The Palibu Chamber of Commerce has been working to celebrate any of its members as they reopen their businesses by publicizing reopening dates and going out to support them.

“As a chamber of commerce, we’ve been trying to seek sponsorships so that we can distribute money to some of the small businesses,” Sadrieh said.

The extended closure of Pacific Coast Highway, the oceanside traffic artery that connects Malibu to the Palisades and eventually to Santa Monica and out into Los Angeles, has also been a blow to many business owners in Malibu.

Gov. Gavin Newsom has promised to work to support a faster paced reopening of the highway, anticipating general traffic to return to a fully reopened highway by the end of May.

When PCH reopens, the chamber is planning to host a festival in Malibu, commemorating this important step in recovery and seeking a boost for businesses in the area that have been dealing with a limited customer flow.

“We understand how essential this route is for daily life and local businesses. Reopening PCH is a top priority, and we are going all-in to get this done,” Newsom said in a release.

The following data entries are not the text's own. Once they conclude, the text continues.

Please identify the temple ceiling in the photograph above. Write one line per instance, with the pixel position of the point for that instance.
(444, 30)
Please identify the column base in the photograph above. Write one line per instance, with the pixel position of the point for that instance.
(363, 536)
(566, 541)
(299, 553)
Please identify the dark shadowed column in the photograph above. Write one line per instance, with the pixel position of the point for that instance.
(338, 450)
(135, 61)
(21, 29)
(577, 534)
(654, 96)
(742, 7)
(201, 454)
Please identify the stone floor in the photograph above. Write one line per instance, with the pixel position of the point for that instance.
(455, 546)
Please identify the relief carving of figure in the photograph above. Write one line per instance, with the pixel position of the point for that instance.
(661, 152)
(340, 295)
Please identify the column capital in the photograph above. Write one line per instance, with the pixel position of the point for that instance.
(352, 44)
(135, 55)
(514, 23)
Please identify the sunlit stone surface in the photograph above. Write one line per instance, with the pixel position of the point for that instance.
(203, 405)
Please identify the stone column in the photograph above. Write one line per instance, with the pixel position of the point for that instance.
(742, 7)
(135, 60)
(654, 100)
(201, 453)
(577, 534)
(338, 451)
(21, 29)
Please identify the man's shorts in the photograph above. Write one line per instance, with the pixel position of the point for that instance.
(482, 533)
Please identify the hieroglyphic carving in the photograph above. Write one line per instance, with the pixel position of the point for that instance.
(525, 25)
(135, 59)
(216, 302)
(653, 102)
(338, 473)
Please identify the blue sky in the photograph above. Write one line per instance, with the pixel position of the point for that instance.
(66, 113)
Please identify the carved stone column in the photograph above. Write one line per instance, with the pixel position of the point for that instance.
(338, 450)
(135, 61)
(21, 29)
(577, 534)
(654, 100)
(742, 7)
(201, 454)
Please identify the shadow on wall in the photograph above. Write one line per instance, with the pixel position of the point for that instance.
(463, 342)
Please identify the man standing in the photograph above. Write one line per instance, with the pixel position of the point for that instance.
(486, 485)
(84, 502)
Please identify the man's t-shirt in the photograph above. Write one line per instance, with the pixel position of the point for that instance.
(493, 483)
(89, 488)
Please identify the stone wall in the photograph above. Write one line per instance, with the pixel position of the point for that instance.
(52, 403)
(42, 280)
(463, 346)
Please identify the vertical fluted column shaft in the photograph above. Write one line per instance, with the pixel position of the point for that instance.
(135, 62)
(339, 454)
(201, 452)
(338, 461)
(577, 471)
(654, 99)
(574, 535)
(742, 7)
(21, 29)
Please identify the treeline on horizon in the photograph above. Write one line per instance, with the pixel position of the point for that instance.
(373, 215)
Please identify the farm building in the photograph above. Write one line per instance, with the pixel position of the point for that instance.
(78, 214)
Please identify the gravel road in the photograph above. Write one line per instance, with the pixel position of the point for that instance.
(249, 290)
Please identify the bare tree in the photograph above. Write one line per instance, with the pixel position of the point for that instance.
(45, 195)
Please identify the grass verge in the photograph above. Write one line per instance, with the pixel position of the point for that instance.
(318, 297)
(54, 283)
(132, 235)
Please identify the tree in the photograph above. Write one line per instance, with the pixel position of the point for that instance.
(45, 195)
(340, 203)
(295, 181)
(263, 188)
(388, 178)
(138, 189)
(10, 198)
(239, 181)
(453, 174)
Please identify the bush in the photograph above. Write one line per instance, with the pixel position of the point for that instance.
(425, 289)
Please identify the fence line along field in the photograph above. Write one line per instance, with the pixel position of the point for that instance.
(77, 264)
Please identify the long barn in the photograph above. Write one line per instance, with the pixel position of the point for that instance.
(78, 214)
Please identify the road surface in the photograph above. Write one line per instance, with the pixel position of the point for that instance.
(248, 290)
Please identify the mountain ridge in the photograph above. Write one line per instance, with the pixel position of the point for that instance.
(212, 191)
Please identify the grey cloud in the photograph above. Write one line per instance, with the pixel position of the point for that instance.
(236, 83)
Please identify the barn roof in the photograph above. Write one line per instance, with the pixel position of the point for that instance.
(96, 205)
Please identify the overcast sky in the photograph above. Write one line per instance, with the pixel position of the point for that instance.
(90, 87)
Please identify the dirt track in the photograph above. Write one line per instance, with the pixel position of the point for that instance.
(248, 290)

U.S Sen. Alex Padilla also acknowledged the role business owners play in the recovery, noting that those he has met have inspired his legislative work in the wake of the Los Angeles wildfires.

“Through the various tours, I’ve met with various residents and small businesses and they’d give anything to turn back the hands of time…the small business owners who have seen their American dream, investment in their business and the jobs they created [lost], that was my inspiration for convening colleagues on both sides of the aisle,” Padilla said as he toured the Palisades on April 24.